Coronavirus: Singapore's testing rate of 49,000 tests per million people among highest in the world

Singapore is looking at new methodologies to maximise the benefits it gets from such tests.
Singapore is looking at new methodologies to maximise the benefits it gets from such tests.ST PHOTO: KUA CHEE SIONG

SINGAPORE - Over 281,000 tests for Covid-19 on 191,000 unique individuals have been carried out here so far, the Health Ministry's director of medical services, Associate Professor Kenneth Mak, said on Tuesday (May 19).

This comes to around 49,000 tests per million people being done in the country, he added.

Speaking at a virtual press conference, Prof Mak said: "We continue to expand our test capacity and we remain committed towards performing the tests needed for the various strategies that we put in place, to return people to work (and) back into the community safely, to ensure that the risk of spread remains under control."

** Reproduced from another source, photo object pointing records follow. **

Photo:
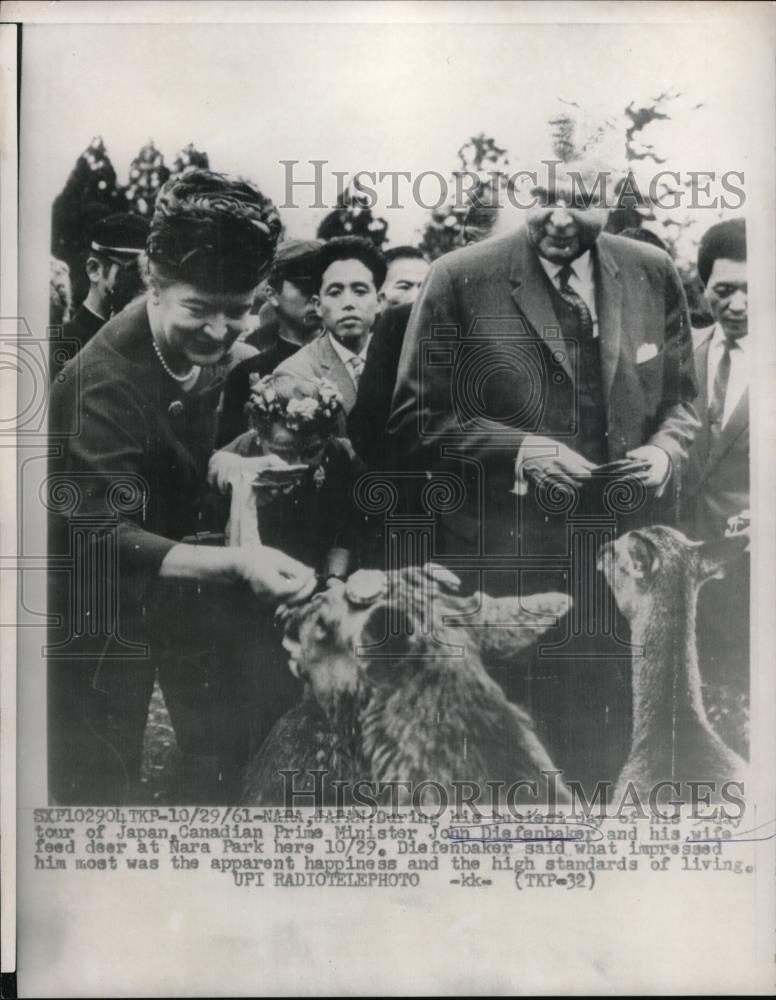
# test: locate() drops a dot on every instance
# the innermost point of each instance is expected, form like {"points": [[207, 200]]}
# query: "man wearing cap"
{"points": [[115, 244], [292, 285]]}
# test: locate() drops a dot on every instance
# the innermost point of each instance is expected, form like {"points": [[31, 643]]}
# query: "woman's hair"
{"points": [[307, 406], [725, 239], [213, 232]]}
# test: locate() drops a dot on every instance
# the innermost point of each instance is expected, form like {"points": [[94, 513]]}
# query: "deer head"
{"points": [[645, 566]]}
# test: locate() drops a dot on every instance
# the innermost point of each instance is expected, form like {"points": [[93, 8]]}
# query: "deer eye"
{"points": [[323, 628]]}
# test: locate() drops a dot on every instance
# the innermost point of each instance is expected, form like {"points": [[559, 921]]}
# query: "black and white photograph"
{"points": [[384, 509]]}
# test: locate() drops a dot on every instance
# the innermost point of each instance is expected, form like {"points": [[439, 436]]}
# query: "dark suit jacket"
{"points": [[718, 477], [76, 334], [368, 418], [484, 363], [318, 359], [232, 420]]}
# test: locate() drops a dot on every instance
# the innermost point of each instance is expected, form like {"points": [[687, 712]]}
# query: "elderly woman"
{"points": [[133, 422]]}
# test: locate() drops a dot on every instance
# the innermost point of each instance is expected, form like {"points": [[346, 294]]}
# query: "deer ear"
{"points": [[718, 554], [388, 642], [446, 580], [645, 558]]}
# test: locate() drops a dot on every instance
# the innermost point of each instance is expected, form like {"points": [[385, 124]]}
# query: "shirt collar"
{"points": [[718, 340], [582, 267], [344, 353]]}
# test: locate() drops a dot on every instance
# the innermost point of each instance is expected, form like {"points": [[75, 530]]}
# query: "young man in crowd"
{"points": [[407, 267], [352, 272], [292, 285], [115, 243], [717, 486]]}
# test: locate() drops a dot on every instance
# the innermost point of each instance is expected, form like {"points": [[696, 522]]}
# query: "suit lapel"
{"points": [[736, 425], [335, 371], [609, 304], [529, 290]]}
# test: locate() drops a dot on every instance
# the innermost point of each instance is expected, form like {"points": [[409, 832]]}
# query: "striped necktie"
{"points": [[719, 389], [575, 300]]}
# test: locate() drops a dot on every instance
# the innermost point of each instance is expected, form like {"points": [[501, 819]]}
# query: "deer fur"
{"points": [[655, 574], [404, 689]]}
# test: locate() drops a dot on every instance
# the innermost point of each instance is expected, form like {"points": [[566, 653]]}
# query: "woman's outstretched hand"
{"points": [[273, 575]]}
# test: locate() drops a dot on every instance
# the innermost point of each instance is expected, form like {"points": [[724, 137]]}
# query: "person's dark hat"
{"points": [[123, 235], [297, 261]]}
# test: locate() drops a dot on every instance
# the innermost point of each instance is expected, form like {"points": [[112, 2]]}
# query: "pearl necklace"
{"points": [[170, 372]]}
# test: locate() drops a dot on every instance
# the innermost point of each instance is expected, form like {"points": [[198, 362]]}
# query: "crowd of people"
{"points": [[212, 371]]}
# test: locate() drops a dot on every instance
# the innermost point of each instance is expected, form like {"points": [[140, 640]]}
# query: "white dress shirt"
{"points": [[582, 280], [345, 354], [739, 369]]}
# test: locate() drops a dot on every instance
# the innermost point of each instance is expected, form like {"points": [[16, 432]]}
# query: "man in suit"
{"points": [[293, 286], [407, 268], [530, 361], [352, 270], [115, 243], [368, 419], [719, 459], [718, 480]]}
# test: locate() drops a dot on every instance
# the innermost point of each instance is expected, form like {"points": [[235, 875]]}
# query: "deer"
{"points": [[397, 688], [655, 574]]}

He added that Singapore is looking at new methodologies to maximise the benefits it gets from such tests.

These include pooled testing methodologies, particularly in settings where the risk of spread remains low.

Such a strategy would work best when it comes to surveillance for selected parts of the population that the authorities are concerned about, said Prof Mak, without elaborating further.

The multi-ministry task force that was formed to tackle the spread of the coronavirus in Singapore had earlier this month announced its intention to ramp up the number of tests done here to 40,000 each day.

On Tuesday, Minister for National Development Lawrence Wong, who co-chairs the task force, pointed out that the Republic has already drastically increased its volume of daily tests.

"Not too long ago, we were testing 2,000 tests a day. Today we're doing 8,000 a day... Our plans to ramp up that capacity, test kits, personnel, laboratories, remain on track," he said.

 
 
 

Mr Wong added that the ability to ramp up so quickly was due to the fact that such plans had started months ago.

He said: "We're today already testing at a rate that's among the highest in the world, and we want to do even more beyond this. As we reopen the economy, as we resume activities, testing capability and testing capacity will be a critical enabler for us to do all of these things safely."